Voltage and Current Relationship
Let us consider a circuit having resitance R supplied by a ac source voltage v(t) as shown in Figure 1 is
v(t) = {V_m}\sin \omega t ….(1)
The current passes throgh resistance R will be
i(t) = \frac{{v(t)}}{R} = \frac{{{V_m}}}{R}\sin \omega t = {I_m}\sin \omega t
Thus,
i(t) = {I_m}\sin \omega t ….(2)
Phasor Diagram
The phasor representation of Equations (1) and (2), is shown in Figure 2, can be written and relate in phasor terms as
{\mathbf{I}} = \frac{{\mathbf{V}}}{R}
or,
{\mathbf{V}} = {\mathbf{I}}R
Equations (1) and (2) shows that both current and voltage are in phase so waveforms will look as shown in Figure 3.
Power calculation
The instantaneous power p(t) is defined by the product of instantaneous voltage v(t) and instantaneous current i(t).

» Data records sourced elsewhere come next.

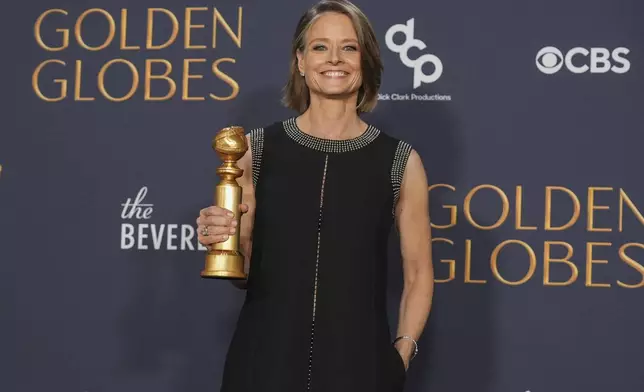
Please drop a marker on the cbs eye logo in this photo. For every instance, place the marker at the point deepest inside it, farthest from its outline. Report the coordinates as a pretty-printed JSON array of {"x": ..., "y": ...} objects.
[{"x": 579, "y": 60}]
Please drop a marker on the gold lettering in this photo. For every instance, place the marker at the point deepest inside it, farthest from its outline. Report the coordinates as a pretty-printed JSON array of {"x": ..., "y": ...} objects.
[
  {"x": 101, "y": 80},
  {"x": 638, "y": 267},
  {"x": 592, "y": 207},
  {"x": 124, "y": 32},
  {"x": 38, "y": 35},
  {"x": 187, "y": 76},
  {"x": 590, "y": 261},
  {"x": 468, "y": 264},
  {"x": 452, "y": 208},
  {"x": 189, "y": 26},
  {"x": 150, "y": 29},
  {"x": 623, "y": 198},
  {"x": 77, "y": 83},
  {"x": 519, "y": 212},
  {"x": 229, "y": 81},
  {"x": 236, "y": 38},
  {"x": 451, "y": 262},
  {"x": 36, "y": 86},
  {"x": 548, "y": 215},
  {"x": 110, "y": 36},
  {"x": 494, "y": 262},
  {"x": 149, "y": 77},
  {"x": 547, "y": 259},
  {"x": 504, "y": 200}
]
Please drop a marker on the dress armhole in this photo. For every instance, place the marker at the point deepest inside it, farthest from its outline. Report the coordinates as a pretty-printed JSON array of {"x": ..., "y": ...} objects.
[
  {"x": 257, "y": 148},
  {"x": 398, "y": 170}
]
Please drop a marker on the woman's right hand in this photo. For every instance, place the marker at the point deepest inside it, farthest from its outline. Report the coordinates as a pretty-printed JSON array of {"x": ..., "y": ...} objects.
[{"x": 216, "y": 224}]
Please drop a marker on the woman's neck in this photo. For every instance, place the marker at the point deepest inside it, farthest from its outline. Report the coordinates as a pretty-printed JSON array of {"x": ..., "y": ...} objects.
[{"x": 332, "y": 119}]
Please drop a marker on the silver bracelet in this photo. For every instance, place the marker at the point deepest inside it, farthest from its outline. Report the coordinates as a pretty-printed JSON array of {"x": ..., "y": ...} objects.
[{"x": 408, "y": 338}]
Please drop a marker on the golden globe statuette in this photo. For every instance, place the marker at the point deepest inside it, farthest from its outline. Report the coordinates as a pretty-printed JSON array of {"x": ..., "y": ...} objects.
[{"x": 224, "y": 260}]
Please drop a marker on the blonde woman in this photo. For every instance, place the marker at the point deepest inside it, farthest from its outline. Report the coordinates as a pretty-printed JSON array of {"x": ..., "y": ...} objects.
[{"x": 321, "y": 192}]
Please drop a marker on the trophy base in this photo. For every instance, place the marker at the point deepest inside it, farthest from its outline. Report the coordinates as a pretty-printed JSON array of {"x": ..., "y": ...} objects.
[{"x": 224, "y": 264}]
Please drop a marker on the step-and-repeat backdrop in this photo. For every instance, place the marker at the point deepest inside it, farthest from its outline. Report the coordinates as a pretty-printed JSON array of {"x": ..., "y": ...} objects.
[{"x": 528, "y": 116}]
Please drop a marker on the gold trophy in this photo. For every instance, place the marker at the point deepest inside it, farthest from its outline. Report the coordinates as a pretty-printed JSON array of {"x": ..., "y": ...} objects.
[{"x": 224, "y": 260}]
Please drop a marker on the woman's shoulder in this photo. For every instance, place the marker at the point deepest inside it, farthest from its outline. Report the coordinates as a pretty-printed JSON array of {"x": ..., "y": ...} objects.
[
  {"x": 269, "y": 126},
  {"x": 390, "y": 138}
]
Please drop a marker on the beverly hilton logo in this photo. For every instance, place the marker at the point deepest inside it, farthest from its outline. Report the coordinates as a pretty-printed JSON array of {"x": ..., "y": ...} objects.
[{"x": 139, "y": 233}]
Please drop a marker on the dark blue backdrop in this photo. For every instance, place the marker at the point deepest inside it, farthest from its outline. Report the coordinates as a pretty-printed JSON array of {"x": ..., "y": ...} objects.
[{"x": 99, "y": 295}]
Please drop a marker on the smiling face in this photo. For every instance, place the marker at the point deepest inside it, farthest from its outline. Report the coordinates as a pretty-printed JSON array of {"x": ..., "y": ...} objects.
[{"x": 330, "y": 58}]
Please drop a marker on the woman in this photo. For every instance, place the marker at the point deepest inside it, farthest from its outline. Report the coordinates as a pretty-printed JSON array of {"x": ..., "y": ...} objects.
[{"x": 321, "y": 193}]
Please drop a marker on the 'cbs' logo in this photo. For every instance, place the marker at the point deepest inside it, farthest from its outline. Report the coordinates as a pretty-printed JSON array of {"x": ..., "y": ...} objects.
[
  {"x": 403, "y": 49},
  {"x": 549, "y": 60}
]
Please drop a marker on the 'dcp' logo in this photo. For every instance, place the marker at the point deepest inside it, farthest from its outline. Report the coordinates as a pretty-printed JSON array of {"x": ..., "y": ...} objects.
[
  {"x": 403, "y": 51},
  {"x": 550, "y": 60}
]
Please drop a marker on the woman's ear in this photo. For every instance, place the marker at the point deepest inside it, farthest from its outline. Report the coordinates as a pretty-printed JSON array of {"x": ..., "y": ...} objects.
[{"x": 300, "y": 62}]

The instantaneous power waveform as shown in Figure 3. And according to the definition, instantaneous power p(t) write as
p(t) = v(t)i(t) ….(3)
Using Equation (3), the average power is defined as
{P_{av}} = \frac{1}{T}\int\limits_0^T {p(t)dt}
Also,
{P_{av}} = \frac{1}{T}\int\limits_0^T {v(t)i(t)dt}
= \frac{1}{T}\int\limits_0^T {\left( {{V_m}\sin \omega t} \right)\left( {{I_m}\sin \omega t} \right)dt}
= \frac{{{V_m}{I_m}}}{T}\int\limits_0^T {{{\sin }^2}\omega tdt}
= \frac{{{V_m}{I_m}}}{{2T}}\int\limits_0^T {\left( {1 – \cos 2\omega t} \right)dt}
= \frac{{{V_m}{I_m}}}{2}
= \frac{{{V_m}}}{{\sqrt 2 }}\frac{{{I_m}}}{{\sqrt 2 }}
= {V_{rms}}{I_{rms}}
Thus,
{P_{av}} = {V_{rms}}{I_{rms}}.
Also, Figure 3 shows that the frequency of instantaneous power {f_p} is twice the frequency of instantaneous voltage {f_v} or the frequency of instantaneous current {f_i} as
{f_p} = 2{f_i}{\text{ }}or{\text{ }}2{f_v}